The researchers also found that eye size was correlated with the abundance of a species in agricultural settings, with smaller-eyed birds being more common, suggesting that birds better adapted to the dark forest understory would struggle to adjust to the flood of light in a field, Ausprey says.

Preliminary results from subsequent research suggest these patterns hold at a global scale. The trend might also carry over into urban areas, which “are basically extreme forms of agricultural landscapes in some ways,” he says.

In fact, the rufous-collared sparrow, Zonotrichia capensis, the bird most commonly found in agricultural fields, is also the most abundant species in Latin American cities, Newell says.

Chewed-up equipment

The study is the first to emerge from Ausprey and Newell’s project, which examined how climate and land use influence cloud forest birds.

“This study makes excellent use of emerging technologies to answer one of the major questions in ecology—how do light levels affect the niches of birds and their vulnerability to habitat modification,” says Scott Robinson, scholar at the Florida Museum.

But the technology required a bit of MacGyvering: The light sensors don’t directly transmit data, meaning Ausprey had to figure out a way to get them back. The solution was to superglue a radio tag to the delicate sensor and use a surgical adhesive to attach the packet to a bird’s back, sticking long enough to get meaningful information, but detaching after a few days. Ausprey would then clamber over steep ridges and through thick shrubs and bamboo, antenna in hand, to retrieve it.

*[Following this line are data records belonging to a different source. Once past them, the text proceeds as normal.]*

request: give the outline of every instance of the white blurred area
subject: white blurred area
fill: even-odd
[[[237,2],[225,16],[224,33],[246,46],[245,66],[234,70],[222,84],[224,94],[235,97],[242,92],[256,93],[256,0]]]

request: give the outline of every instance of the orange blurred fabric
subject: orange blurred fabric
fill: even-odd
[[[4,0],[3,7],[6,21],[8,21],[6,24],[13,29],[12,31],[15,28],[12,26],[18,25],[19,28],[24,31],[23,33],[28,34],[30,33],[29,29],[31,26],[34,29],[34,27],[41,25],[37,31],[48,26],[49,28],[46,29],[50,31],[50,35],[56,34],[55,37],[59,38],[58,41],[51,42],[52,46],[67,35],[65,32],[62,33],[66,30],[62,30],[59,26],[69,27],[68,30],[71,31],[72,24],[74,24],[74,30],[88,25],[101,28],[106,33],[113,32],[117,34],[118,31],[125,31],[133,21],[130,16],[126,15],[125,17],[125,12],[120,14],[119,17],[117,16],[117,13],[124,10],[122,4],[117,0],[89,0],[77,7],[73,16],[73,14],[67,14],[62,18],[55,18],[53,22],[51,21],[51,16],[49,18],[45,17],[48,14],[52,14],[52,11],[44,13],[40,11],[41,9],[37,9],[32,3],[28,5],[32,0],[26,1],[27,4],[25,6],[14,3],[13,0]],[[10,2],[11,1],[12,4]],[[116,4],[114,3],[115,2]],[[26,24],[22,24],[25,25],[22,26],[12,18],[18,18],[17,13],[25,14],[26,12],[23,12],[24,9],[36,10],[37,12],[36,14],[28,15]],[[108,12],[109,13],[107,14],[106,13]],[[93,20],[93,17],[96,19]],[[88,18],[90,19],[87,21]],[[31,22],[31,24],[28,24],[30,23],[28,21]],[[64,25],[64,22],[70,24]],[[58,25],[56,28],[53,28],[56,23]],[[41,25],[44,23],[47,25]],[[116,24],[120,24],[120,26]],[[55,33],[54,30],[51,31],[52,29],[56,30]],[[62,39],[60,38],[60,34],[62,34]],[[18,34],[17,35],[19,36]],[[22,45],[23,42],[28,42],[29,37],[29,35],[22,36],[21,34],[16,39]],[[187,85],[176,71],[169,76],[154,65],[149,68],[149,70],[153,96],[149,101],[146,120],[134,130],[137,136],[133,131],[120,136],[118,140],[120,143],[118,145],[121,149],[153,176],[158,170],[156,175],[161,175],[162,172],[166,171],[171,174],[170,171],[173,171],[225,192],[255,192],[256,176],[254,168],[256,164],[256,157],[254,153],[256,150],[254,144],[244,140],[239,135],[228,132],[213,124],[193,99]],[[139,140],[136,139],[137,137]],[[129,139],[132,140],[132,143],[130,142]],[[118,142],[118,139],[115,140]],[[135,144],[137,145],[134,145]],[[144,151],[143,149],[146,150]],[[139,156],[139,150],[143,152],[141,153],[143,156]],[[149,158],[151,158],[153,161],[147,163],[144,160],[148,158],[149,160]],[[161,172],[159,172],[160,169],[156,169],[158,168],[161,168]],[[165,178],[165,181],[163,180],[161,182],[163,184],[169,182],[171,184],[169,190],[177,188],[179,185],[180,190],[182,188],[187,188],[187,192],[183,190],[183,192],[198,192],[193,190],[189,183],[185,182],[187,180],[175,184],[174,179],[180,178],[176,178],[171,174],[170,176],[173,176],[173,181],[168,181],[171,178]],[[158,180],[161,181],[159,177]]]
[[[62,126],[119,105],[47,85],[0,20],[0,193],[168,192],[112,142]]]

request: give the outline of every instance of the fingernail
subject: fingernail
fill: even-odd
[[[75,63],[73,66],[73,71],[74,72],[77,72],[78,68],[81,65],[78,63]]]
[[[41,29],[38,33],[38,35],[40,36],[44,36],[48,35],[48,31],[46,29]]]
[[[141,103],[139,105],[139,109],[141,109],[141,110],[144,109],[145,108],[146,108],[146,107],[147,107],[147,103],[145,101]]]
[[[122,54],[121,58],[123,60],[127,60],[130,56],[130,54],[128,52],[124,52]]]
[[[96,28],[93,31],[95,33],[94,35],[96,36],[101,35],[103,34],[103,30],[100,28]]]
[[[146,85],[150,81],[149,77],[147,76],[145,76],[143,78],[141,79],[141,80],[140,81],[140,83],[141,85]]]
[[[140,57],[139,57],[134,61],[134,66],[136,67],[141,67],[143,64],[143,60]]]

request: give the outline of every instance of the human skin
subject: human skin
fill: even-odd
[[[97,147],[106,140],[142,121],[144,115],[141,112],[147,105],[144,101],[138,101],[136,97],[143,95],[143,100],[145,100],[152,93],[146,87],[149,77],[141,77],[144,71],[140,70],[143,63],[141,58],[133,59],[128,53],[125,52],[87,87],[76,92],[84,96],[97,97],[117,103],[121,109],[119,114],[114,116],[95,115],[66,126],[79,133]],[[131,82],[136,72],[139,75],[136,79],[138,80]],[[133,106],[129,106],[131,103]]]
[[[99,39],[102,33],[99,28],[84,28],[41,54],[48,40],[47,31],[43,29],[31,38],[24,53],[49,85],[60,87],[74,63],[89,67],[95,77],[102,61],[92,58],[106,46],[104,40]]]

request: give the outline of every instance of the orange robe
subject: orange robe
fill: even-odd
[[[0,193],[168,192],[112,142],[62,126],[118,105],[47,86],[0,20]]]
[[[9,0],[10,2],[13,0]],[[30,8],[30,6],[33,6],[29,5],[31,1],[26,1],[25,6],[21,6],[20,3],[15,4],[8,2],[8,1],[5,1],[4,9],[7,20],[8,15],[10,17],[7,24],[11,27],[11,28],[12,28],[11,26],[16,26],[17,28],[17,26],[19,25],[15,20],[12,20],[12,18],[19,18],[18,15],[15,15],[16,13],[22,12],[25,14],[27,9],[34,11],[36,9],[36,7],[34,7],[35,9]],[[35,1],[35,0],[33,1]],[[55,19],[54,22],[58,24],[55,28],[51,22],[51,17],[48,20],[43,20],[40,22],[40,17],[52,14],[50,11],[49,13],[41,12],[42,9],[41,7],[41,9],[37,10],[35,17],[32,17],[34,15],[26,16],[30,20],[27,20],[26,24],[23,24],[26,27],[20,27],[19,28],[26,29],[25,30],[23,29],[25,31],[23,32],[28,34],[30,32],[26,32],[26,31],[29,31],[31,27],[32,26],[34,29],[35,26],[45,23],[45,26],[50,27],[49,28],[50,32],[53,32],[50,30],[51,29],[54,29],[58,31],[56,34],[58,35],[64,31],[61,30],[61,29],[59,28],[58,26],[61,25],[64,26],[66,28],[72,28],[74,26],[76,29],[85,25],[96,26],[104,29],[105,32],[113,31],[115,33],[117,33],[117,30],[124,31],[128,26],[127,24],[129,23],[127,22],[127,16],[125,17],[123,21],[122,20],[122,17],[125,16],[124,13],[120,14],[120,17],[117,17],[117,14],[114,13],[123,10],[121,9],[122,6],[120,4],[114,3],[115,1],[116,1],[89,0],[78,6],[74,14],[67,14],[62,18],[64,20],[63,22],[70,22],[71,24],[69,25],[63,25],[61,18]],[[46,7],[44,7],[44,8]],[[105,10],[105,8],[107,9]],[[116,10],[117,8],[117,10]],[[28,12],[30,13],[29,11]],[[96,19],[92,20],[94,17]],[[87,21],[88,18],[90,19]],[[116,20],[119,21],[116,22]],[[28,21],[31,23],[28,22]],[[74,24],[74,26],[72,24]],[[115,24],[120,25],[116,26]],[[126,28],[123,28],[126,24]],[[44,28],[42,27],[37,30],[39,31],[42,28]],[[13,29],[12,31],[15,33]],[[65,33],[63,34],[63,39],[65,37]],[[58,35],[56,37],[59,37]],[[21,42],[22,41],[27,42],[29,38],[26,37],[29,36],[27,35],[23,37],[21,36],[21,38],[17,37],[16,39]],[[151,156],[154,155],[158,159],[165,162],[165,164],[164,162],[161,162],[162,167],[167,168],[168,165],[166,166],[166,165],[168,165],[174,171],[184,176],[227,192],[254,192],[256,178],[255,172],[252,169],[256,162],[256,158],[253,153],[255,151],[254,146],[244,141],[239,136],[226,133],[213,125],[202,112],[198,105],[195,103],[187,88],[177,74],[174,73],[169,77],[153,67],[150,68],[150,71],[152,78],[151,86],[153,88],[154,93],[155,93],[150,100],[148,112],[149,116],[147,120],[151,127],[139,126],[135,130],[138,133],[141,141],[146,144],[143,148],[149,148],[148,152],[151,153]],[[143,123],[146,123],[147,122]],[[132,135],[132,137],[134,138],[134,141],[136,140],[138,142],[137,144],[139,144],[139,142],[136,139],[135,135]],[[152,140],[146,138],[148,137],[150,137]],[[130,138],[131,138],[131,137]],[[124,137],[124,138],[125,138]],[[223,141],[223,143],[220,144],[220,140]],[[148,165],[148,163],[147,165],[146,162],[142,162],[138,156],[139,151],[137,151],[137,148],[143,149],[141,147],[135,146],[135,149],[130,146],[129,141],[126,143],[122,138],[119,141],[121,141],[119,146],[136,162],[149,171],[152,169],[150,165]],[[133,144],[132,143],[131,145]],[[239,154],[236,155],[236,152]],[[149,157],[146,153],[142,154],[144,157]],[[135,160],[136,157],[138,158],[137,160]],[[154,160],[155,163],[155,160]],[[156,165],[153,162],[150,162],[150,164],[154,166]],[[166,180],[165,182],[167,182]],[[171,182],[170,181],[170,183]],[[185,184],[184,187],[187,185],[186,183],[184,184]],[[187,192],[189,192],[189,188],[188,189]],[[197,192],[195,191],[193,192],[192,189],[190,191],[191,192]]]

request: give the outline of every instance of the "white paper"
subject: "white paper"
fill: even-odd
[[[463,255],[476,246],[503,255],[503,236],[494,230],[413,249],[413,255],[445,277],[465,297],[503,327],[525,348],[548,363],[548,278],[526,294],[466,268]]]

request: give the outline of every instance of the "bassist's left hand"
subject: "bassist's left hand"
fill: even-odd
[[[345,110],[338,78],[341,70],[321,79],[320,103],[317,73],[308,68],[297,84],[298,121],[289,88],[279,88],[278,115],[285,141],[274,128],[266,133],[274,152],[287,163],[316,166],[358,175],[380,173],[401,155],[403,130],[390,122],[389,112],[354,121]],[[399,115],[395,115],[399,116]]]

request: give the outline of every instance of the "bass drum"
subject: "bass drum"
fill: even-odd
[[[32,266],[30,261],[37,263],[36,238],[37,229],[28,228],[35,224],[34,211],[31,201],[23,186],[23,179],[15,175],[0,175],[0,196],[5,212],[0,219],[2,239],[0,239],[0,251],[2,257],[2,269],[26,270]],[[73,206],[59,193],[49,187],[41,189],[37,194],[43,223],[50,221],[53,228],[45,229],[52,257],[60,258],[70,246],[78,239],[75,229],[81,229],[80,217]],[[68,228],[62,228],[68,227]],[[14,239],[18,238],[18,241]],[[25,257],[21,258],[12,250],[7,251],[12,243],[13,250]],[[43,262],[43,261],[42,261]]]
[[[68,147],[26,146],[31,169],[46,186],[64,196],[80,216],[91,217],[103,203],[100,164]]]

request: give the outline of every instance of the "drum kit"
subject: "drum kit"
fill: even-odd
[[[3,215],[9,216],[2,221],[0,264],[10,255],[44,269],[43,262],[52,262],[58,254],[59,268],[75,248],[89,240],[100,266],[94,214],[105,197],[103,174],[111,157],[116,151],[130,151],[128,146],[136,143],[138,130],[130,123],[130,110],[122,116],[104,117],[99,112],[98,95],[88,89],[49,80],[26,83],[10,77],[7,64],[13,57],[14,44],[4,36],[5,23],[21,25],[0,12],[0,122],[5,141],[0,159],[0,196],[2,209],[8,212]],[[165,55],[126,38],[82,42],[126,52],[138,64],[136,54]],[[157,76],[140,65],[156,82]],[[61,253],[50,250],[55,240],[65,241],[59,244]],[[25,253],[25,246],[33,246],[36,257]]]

They also had to select the bird species that would cooperate: Large tanagers, toucans, and woodcreepers were excluded due to their strong bills and proclivity for aggressive behavior. Even so, three of the expensive, imported sensors wound up chewed and destroyed.

“When you work with technology in the field, you have to have a strong stomach for tragedy,” Ausprey says.

The study appears in the journal Ecology. Ausprey and Newell express thanks to the large team—about 100 people—of field assistants, hosts, nature reserve staff, and community members that contributed to the project.

Funding for the work came from the National Geographic Society, the Florida Museum’s Katharine Ordway Chair in Ecosystem Conservation, the University of Florida’s Tropical Conservation and Development Program, the American Ornithological Society, the Wilson Ornithological Society, and the University of Florida.